Ciekawe zresztą również, że w Przewodniku kontroli wewnętrznej” przez INTOSAI wyprodukowanym, na które się nasze standardy powołują , właśnie tak jak sugerujemy jest zapisane . Co ciekawe (jeszcze) tamże się interrelacje pomiędzy elemantami kontroli podkreśla . Jeszcze ciekawsze (uh) jest, że INTOSAI zarządzanie ryzykiem na pozycji drugiej zaraz za kontrolą wewnętrzną wymienia. Niby nic a znaczące, naszym zdaniem to jest.
I w ogóle rolę zarządzania ryzykiem w kontroli wewnętrznej się w tym dokumencie niezmiernie podkreśla. U nas się zarządzanie ryzykiem gdzieś na końcu na doklejkę dostawia może zbyt podejrzliwi w Redakcji Bloga jesteśmy…
Żeby tu jednak jeszcze dziegciu dosypać to i w INTOSAI o oszacowaniu ryzyka się mówi a potem i apetyt na ryzyko i reakcje nań doczepia. A i w rodzimych standardach kontroli zarządczej w JSFP w pkcie. B (tzw. standard B) obszar nas interesujący tytułuje jakoś dziwnie „cele i zarządzanie ryzykiem” jeszcze od tematu misji opowieść zaczynając. No tak , to prawda, ale jakieś to wszystko pomieszanie z poplątaniem, sami się zgubiliśmy w tej kwerendzie.

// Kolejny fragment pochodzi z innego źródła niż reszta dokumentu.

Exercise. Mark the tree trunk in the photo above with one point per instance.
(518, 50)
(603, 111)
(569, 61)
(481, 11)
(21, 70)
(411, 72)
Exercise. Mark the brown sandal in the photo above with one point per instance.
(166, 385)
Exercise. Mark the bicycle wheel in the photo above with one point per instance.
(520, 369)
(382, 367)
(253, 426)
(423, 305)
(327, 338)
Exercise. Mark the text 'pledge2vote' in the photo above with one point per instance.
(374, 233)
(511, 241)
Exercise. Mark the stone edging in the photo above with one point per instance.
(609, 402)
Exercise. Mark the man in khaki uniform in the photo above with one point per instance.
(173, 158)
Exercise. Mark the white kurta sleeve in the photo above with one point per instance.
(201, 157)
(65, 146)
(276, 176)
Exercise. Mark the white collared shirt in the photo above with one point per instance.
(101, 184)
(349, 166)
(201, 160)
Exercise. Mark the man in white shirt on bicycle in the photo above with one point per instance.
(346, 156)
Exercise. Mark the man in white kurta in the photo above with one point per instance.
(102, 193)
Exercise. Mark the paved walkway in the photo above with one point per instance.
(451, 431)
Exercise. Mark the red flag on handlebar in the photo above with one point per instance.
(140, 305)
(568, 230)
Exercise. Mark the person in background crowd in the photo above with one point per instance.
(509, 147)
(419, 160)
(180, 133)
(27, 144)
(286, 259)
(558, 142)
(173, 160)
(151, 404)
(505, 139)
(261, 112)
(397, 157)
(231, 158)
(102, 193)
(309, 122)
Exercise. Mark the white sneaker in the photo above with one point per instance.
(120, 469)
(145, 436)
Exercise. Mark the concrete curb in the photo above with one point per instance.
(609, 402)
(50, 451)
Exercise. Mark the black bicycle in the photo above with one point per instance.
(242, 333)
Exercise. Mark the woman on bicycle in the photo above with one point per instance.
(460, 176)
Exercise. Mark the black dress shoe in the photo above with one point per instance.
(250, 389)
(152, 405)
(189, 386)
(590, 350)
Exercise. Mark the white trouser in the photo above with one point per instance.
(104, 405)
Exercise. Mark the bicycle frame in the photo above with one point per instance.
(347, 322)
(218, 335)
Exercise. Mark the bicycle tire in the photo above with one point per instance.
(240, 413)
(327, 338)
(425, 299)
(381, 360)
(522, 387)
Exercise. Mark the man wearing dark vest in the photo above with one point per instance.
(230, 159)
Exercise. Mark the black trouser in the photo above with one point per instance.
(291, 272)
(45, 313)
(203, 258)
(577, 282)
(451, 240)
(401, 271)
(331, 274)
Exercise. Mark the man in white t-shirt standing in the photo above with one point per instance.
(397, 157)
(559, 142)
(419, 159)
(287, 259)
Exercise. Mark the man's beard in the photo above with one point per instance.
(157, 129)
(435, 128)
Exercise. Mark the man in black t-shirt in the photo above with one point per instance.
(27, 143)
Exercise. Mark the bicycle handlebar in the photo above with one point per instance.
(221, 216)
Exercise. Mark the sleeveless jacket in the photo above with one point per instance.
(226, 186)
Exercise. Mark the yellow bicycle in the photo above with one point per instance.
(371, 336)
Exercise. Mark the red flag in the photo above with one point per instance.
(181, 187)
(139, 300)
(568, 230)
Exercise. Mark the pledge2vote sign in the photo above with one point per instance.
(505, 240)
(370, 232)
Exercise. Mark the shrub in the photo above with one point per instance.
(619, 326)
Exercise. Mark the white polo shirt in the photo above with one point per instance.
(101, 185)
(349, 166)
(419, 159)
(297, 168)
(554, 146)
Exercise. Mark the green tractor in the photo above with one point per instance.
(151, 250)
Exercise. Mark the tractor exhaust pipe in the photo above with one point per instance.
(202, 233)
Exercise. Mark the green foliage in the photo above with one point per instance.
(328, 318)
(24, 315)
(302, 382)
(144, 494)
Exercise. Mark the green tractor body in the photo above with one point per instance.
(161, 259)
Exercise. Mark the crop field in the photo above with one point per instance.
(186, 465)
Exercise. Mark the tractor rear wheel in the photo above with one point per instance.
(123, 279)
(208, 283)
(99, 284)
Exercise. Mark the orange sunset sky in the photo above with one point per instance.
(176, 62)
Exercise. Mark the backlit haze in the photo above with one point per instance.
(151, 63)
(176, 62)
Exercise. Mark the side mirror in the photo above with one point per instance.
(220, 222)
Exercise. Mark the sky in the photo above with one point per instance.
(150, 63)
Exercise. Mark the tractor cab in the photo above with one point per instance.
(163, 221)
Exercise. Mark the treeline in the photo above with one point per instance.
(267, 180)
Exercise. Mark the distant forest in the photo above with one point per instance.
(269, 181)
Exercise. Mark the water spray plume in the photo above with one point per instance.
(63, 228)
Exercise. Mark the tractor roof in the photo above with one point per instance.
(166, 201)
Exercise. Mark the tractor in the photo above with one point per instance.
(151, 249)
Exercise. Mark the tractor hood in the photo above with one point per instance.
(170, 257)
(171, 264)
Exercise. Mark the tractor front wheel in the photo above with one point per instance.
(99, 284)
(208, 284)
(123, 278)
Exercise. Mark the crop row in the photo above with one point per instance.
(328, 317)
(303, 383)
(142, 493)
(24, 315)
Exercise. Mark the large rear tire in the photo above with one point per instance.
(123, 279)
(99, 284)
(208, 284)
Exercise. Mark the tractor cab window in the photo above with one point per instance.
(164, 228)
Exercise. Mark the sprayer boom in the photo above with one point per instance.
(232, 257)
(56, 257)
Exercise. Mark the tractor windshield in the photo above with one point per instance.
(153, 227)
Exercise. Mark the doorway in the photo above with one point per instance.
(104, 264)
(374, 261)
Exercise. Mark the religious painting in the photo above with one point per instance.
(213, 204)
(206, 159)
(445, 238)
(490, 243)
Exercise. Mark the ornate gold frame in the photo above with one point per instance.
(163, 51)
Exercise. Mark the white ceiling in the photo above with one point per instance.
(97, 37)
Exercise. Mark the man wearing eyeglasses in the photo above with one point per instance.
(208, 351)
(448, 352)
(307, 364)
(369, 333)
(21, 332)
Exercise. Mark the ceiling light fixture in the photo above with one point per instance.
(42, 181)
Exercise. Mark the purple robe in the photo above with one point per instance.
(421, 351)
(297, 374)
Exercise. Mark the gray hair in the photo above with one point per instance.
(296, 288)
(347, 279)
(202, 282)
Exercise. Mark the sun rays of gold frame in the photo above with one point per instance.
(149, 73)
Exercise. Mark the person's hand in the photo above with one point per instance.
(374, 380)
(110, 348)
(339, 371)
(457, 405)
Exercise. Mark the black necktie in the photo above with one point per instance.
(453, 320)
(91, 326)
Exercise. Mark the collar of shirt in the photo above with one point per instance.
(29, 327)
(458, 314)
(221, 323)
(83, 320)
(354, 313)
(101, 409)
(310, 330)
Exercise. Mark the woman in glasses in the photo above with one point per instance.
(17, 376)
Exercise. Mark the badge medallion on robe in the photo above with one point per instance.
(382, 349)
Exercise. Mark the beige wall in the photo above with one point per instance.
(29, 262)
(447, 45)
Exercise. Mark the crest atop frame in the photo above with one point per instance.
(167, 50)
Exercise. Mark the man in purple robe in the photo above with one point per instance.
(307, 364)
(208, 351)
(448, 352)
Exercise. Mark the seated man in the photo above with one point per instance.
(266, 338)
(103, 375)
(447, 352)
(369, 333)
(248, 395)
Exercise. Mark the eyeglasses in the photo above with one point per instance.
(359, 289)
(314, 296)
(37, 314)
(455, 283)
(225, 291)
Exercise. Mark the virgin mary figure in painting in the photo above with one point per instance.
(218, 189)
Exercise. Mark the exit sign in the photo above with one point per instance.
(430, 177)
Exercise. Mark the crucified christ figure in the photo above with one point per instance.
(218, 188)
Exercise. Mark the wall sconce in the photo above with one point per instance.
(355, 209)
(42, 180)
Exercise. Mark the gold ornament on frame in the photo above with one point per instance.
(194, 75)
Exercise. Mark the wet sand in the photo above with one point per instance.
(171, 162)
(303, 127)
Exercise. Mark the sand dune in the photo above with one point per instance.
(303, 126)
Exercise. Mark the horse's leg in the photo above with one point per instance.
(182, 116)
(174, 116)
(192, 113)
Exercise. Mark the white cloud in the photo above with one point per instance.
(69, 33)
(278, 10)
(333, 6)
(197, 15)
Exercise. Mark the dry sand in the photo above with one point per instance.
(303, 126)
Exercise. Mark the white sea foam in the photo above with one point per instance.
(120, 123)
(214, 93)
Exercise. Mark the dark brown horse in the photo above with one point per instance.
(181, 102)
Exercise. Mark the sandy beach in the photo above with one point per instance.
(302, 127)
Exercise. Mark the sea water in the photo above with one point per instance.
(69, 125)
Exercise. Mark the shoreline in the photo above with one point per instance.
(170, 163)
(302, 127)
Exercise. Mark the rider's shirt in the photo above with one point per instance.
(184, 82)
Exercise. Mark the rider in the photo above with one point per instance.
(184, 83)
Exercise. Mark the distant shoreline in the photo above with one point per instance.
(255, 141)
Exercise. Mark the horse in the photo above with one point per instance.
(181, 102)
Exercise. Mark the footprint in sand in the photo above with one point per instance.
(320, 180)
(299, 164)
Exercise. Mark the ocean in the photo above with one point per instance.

A przecież tak już się dzisiaj, jak choćby w INTOSAI o ryzyku nie mówi, bo oszacowanie ryzyka to jeden z elementów zarządzania ryzykiem , ale nie cały , a tak mamy w efekcie kolaż metodologiczny (my się w Redakcji i Internacjonalistycznej dyskusji też nie boimy jak widzisz Wytrwały Czytelniku)….
….no ale tu ciągle wiek dziecięcy zarządzania ryzykiem pokutuje: no bo w końcu matką jego kontrola wewnętrzna – jak choćby COSO – była i teraz zdaje się za bardzo nie chce ze swoich szponów wypuścić a przecież to dziecko już mocno samodzielne jest i powinno ze wszech miar rodzicom samodzielnie dobro czynić !
Na dzisiaj tyle skróconej relacji z dyskusji metodologicznej , z pewnością do niej wrócimy jeszcze, a na zakończenie, jeżeli ci jeszcze Czytelniku do przewag metodologii nie przekonaliśmy, krótką historyjka zaczerpnięta z książki jednego z ulubionych pisarzy Redakcji Bloga, nieżyjącego już od pewne czasu , niestety, Gilberta Keitha Chestertona . W ksiązce „ Heretycy” ( tłum J. Rydzewska, w-wa 2004, wyd apostolicum) GKC opisał taką oto historyjkę:
Zbiegowisko uliczne stojące pod latarnią zapytało przechodzącego średniowiecznego mnicha scholastyka, o jego zdanie na temat latarni. Mnich zaczął od fundamentalnie: „ Rozważmy drodzy bracia najpierw wartość światła. Jeżeli założymy, że jest ono dobre, to… ”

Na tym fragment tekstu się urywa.